The premier resource for hospital professionals from Relias Media, the trusted source for healthcare information and continuing education.

Study: Clinical Trials Need to Improve Reporting of Participant Social Determinants of Health

By Jill Drachenberg, Editor, Relias Media

Although the reporting of participants’ race in clinical trials has improved, much work is needed for consistent reporting of socioeconomic status (SES) and sex, the authors of a new study concluded.

SES, race, and sex are important social determinants of health, the authors noted. Even so, these factors often are underreported in clinical trials, and minority groups are underrepresented.

To determine changes in reporting, the researchers studied 688 clinical trials in 2015 and 2019. Nearly half of trials in both years reported race — a vast improvement over 1999 statistics, which found only 28.7% of clinical trials reported race. However, most of the participants were white, accounting for 84% in 2015 and 77% in 2019. Fewer than 15% of studies (14.7% in 2015 and 12.3% in 2018) reported SES. Sex was noted in 98% of the clinical trials, although the median number of female participants was 46%.

“We found that limited progress has been made in the reporting and representation of race and SES within medical research between 2015 and 2019, while the reporting of sex was high,” the authors concluded. “The impacts of systemic racism in medicine are being acknowledged. It is imperative that we now address this important problem and improve the way we represent, report, and include race, SES, and sex in medical research.”

But overcoming systemic racism is not a matter of simply recruiting more diverse clinical trial participants. A long history of racism can lead to mistrust in communities of color.

“All of these things reflect a structure, a process,” Clyde W. Yancy, MD, MSc, vice dean of diversity and inclusion for medicine, professor of medical social sciences, and chief of the division of cardiology at Northwestern University Feinberg School of Medicine, noted at a recent webinar. “The way an IRB functions, the way protocols are disseminated, the way studies are funded, the way investigators are rewarded, particularly with academic credit, all of this is within a fairly strict system. That system, by design, whether it was overt or not, excludes certain important constituencies. When we talk about structural racism, we’re saying that there’s something inherent in the design of our systems whereby the execution of that process unfortunately leaves some people out of the equation. We shouldn’t fear the phrase ‘structural racism.’ We should recognize it as an invitation to re-evaluate our processes and [ask], ‘Have we developed processes that are more inclusive?’”

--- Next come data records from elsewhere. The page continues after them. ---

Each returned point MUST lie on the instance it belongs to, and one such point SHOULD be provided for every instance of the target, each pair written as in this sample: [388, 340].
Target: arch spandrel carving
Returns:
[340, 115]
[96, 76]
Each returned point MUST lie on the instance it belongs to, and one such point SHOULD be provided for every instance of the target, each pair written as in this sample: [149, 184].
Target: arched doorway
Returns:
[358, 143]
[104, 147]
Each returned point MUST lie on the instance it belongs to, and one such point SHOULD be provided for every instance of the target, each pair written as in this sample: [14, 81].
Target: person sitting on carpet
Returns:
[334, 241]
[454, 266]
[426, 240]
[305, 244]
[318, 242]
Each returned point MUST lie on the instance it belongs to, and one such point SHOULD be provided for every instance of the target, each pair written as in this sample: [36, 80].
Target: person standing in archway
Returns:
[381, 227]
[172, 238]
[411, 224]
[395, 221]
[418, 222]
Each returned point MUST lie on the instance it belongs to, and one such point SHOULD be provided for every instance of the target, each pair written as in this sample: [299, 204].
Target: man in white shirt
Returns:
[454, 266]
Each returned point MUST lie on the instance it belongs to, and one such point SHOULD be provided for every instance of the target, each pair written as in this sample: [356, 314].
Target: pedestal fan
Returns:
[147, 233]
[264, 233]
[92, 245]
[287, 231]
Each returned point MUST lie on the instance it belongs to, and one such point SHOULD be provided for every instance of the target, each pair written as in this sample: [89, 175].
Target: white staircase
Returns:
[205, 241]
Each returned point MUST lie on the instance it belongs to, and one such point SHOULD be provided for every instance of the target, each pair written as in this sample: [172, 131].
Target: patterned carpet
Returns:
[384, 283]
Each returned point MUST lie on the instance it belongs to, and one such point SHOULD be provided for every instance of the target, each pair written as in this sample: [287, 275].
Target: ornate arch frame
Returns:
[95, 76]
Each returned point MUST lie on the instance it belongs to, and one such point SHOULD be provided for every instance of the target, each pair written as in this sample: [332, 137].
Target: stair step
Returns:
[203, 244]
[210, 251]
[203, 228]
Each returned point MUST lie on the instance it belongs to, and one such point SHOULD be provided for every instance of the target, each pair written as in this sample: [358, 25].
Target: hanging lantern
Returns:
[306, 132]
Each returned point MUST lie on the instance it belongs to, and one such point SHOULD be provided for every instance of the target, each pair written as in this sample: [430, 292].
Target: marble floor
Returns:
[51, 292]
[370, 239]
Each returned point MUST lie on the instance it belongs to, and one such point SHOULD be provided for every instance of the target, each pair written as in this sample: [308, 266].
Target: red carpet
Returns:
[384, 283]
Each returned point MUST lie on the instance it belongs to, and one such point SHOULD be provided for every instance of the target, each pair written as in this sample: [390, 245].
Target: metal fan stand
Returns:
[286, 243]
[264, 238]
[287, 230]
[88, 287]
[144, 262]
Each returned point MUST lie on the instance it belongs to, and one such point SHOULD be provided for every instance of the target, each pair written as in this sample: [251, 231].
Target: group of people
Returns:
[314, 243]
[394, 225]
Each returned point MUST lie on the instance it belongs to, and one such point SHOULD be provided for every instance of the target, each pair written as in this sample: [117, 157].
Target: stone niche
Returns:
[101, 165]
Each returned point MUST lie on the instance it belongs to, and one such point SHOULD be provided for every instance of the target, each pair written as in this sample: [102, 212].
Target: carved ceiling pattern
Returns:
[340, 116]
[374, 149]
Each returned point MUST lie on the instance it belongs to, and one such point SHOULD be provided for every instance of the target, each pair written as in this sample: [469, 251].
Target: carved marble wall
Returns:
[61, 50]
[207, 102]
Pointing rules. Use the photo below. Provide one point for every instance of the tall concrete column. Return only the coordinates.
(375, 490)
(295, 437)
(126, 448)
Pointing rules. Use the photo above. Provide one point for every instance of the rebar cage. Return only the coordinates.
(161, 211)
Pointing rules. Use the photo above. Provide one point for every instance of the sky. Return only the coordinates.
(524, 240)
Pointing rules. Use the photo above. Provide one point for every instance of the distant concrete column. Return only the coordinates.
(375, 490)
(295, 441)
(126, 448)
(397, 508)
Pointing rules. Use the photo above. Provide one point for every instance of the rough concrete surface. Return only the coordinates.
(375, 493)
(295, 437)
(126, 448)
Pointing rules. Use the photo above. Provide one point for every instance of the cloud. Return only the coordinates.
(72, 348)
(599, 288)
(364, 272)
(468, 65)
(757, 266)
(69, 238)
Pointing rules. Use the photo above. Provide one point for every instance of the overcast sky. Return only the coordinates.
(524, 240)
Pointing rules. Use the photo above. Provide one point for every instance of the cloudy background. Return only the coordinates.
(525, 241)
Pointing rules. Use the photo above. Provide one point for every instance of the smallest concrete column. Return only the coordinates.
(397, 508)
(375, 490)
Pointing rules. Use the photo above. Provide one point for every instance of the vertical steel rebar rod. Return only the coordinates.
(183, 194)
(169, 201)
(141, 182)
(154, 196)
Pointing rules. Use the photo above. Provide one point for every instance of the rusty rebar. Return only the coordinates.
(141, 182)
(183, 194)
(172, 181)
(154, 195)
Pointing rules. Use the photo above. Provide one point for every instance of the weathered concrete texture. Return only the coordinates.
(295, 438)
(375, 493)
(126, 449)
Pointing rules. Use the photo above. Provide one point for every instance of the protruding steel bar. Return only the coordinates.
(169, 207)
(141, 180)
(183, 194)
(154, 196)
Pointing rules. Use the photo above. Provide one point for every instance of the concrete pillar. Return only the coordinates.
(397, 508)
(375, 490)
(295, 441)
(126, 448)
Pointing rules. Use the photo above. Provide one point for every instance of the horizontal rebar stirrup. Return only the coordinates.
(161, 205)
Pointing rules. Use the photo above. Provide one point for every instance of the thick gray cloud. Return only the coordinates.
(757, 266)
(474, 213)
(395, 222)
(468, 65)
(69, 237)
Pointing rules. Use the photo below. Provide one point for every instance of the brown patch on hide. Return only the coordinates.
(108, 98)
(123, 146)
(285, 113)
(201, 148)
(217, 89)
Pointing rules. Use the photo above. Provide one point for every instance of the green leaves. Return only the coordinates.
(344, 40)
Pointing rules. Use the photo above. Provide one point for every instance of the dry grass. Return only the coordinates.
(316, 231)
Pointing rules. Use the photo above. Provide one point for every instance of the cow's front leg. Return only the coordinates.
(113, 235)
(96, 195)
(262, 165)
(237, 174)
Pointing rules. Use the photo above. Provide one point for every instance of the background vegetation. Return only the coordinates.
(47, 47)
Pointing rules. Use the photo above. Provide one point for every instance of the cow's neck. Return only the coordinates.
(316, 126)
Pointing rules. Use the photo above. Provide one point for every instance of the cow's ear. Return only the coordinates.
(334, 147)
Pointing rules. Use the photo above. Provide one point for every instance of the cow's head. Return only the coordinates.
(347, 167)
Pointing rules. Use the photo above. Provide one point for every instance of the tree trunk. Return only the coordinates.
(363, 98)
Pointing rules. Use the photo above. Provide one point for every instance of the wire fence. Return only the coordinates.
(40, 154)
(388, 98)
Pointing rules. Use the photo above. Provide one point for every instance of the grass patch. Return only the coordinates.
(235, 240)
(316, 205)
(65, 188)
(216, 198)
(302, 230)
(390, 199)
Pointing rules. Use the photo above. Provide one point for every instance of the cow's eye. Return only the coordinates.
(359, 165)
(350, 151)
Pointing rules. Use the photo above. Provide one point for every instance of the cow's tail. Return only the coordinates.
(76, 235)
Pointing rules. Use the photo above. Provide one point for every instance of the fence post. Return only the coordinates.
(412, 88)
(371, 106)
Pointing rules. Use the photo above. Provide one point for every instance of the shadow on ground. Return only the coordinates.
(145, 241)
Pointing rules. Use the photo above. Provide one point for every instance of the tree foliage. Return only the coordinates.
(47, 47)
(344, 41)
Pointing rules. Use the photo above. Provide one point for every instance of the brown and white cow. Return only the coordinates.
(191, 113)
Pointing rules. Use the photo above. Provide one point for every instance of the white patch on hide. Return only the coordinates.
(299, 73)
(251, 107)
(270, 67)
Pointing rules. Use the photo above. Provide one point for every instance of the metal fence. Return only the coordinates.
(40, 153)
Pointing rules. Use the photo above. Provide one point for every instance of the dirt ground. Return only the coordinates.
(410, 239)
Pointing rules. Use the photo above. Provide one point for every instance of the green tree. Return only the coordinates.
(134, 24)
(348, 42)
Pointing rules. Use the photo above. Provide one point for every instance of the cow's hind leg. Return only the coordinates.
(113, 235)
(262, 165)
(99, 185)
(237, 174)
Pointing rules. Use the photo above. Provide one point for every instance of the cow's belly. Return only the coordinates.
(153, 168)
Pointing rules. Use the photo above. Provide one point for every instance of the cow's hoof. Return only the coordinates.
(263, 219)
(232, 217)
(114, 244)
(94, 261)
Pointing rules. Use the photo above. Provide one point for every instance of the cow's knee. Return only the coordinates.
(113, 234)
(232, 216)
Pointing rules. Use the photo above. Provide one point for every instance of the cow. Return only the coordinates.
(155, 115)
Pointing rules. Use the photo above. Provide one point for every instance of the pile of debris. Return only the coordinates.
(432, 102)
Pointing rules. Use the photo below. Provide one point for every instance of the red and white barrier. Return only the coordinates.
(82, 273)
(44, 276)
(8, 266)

Including diverse populations in clinical trials also ensures good science and safe medications. “[When] we create representative populations in our clinical trials, we create better science,” PRA Health Sciences chief scientific officer and executive vice president Kent Thoelke said at the same webinar. “We create safer drugs. We create better understanding and profiles around the efficacy of the drugs for testing, so this conversation is an incredibly important one.”